Temel fiyatlandırma yaklaşımları maliyet odaklı fiyatlandırma, rekabet odaklı fiyatlandırma ve müşteri değeri odaklı fiyatlandırmadır (Kotler & Armstrong, 2018). Bu yaklaşımlardan maliyet odaklı fiyatlandırmanın daha çok tercih edilmesinin sebebi; işletme yöneticilerinin ürün maliyetlerine ilişkin daha çok bilgiye sahip olmaları, belirlenen fiyatın maliyet gerekçesine dayandırılabilmesi, maliyet dışı faktörlerin göz ardı edilmesi nedeniyle uygulamasının kolay olması, sosyal açıdan maliyetlerin eleştiriye daha az açık ve kabul edilebilir olması, sektördeki maliyet yapısının birbirine benzemesi, maliyet artı yaklaşımının işletmenin kârlı faaliyet göstermesinin bir güvencesi olarak düşünülmesinden kaynaklanmaktadır.

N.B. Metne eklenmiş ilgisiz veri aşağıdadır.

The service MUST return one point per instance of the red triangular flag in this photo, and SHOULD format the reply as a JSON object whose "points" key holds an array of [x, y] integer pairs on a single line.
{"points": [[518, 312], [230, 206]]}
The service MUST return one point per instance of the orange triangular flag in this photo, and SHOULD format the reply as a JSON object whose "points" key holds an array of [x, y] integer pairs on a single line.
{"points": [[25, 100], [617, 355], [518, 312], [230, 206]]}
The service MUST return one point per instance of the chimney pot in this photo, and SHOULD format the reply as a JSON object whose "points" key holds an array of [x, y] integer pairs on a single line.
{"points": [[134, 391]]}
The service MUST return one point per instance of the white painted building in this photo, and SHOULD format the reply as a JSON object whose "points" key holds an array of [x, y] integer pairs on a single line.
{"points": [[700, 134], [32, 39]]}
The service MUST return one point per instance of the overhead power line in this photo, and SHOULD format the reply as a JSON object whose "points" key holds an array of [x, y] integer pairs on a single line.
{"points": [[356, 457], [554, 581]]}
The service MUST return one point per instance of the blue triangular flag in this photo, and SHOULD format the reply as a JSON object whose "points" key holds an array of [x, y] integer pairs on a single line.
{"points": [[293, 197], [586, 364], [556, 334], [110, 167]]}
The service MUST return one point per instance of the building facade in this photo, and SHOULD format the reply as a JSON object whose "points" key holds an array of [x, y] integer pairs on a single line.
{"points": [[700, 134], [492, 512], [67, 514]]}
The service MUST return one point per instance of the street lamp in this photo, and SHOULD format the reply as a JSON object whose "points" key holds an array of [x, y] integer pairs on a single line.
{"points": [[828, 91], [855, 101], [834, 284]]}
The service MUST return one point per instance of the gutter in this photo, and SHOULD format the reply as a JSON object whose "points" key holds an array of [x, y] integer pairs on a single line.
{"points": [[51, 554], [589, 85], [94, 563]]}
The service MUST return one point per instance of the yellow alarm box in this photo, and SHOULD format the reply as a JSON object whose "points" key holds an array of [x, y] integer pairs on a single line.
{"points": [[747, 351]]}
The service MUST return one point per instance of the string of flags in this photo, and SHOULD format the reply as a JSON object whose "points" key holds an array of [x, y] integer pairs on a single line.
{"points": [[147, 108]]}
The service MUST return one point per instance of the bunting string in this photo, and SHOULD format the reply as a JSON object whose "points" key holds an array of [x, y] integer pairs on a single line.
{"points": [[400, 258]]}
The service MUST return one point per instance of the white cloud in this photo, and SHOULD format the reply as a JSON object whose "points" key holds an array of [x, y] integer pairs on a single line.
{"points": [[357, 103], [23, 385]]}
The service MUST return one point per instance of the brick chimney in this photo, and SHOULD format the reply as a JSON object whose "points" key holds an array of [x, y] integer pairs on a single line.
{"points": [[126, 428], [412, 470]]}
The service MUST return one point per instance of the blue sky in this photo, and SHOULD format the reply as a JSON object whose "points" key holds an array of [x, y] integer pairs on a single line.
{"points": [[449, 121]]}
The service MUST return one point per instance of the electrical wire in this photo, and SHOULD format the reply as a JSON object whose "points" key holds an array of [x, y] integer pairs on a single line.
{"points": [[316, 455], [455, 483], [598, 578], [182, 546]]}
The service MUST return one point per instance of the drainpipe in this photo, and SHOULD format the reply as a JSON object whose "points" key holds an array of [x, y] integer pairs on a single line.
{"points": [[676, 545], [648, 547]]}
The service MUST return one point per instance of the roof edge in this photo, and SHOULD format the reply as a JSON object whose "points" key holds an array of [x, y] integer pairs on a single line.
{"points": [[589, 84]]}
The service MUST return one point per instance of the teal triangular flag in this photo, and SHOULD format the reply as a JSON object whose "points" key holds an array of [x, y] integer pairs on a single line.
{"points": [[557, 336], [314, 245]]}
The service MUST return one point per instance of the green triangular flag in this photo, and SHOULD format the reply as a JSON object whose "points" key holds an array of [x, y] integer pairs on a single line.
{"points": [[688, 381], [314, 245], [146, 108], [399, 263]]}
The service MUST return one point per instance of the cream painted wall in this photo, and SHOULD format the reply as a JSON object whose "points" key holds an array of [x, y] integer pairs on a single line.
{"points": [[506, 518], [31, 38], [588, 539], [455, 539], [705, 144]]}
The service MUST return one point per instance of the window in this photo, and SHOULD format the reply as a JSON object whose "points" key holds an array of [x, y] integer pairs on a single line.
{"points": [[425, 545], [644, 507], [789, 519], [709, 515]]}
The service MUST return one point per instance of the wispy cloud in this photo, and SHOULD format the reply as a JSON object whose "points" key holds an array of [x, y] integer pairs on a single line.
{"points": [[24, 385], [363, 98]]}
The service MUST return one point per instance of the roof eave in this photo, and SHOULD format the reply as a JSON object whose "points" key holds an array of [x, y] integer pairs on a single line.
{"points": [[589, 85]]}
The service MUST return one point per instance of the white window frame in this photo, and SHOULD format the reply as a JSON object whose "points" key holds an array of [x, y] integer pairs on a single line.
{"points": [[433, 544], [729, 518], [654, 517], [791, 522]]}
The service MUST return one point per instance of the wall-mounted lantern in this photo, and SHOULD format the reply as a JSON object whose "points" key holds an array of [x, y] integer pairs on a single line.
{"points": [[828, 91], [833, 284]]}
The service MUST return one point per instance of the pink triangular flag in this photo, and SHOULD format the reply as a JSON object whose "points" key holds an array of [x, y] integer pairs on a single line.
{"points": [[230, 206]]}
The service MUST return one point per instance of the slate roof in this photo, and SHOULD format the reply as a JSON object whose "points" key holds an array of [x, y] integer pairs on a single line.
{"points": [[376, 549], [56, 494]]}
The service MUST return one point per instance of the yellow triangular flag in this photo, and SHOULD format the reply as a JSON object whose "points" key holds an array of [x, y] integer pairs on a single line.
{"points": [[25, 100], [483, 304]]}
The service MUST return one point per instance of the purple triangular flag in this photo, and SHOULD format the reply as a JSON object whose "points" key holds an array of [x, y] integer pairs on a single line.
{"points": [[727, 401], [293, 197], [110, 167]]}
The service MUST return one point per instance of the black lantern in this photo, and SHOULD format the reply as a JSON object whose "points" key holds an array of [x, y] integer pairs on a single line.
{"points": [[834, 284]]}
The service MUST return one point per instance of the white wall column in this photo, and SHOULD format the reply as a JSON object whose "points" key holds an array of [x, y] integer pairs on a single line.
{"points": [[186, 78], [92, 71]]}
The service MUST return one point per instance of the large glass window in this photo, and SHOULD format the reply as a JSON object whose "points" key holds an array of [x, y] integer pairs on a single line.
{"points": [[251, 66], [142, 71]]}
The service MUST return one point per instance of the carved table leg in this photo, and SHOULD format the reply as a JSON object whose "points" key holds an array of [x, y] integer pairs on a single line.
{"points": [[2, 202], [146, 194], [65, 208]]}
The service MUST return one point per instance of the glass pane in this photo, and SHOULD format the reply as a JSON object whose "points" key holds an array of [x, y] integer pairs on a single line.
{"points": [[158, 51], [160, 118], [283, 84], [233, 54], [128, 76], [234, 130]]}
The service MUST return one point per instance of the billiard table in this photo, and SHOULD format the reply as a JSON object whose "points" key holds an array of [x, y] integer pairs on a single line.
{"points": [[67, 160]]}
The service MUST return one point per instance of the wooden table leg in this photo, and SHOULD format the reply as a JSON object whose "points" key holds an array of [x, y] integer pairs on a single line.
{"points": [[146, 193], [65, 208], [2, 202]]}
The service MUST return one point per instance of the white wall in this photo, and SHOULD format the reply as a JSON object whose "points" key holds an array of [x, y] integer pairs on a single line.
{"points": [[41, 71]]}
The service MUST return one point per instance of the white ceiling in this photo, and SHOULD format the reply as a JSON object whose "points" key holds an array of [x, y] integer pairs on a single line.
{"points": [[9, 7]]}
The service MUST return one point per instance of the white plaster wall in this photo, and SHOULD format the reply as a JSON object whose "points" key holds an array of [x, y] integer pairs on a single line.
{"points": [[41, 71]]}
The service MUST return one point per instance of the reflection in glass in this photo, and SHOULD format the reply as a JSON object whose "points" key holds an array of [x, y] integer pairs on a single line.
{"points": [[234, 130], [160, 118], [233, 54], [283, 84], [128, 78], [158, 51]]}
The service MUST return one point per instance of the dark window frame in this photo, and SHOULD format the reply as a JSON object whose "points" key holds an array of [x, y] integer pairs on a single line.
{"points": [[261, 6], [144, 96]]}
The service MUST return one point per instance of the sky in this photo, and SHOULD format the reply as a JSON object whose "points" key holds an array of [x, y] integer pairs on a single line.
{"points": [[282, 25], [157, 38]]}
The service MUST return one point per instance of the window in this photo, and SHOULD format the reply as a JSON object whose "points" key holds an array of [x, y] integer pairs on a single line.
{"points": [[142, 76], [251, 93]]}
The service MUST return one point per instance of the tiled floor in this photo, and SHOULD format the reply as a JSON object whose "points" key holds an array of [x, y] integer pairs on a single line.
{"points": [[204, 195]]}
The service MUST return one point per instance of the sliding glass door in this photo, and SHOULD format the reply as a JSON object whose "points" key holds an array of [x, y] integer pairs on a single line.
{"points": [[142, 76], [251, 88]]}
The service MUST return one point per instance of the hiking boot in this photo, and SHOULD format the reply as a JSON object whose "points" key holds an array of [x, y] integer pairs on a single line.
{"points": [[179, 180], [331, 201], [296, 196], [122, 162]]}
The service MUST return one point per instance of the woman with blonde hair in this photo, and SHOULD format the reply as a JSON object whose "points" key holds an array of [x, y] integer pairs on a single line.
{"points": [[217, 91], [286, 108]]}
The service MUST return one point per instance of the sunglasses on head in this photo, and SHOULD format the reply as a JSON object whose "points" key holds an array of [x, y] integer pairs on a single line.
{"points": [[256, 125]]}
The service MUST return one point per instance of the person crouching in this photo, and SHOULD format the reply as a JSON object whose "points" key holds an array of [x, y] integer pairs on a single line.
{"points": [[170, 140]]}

Maliyet odaklı fiyatlandırma, maliyet artı ve hedef kâr amaçlı fiyatlandırma şeklinde gruplandırılabilir. Maliyet artı fiyatlandırmada fiyat belirleme; işletmenin birim maliyetler üzerine belirli bir oranda kâr oranı ilave edilmesidir. Bu yaklaşımın çoğunlukla tercih edilmesinin sebebi, hem alıcı hem de satıcı açısından en adil fiyatlandırma olduğunun kabul edilmesinden kaynaklanmaktadır. Hedef kâr amaçlı fiyatlandırmada ise işletmede öngörülen satış düzeyinde belirli bir kâr istenmektedir. Bu amaç doğrultusunda fiyat, hedeflenen kârı sağlayacak düzeyde belirlenmektedir (Altunışık, Özdemir, & Torlak, 2017).

80

Yukarıda açıklanan faydalanma esasları dikkate alındığında, Tanzimat öncesi dönemde fiyat belirlemenin herhangi bir kurala bağlanması düşünülemeyeceğinden, fiyat belirleme esasları Tanzimat dönemi ile birlikte başladığı söylenebilir. Diğer taraftan fiyat belirlemeye ilişkin esaslar, 1924 tarihinde yürürlüğe giren Orman Talimatnamesi ile bu gün geçerli bulunan genel esaslara bağlandığından, bu başlık altında Cumhuriyet öncesi ve Cumhuriyet sonrası dönem ayrımı dikkate alınarak açıklamalar yapılacaktır.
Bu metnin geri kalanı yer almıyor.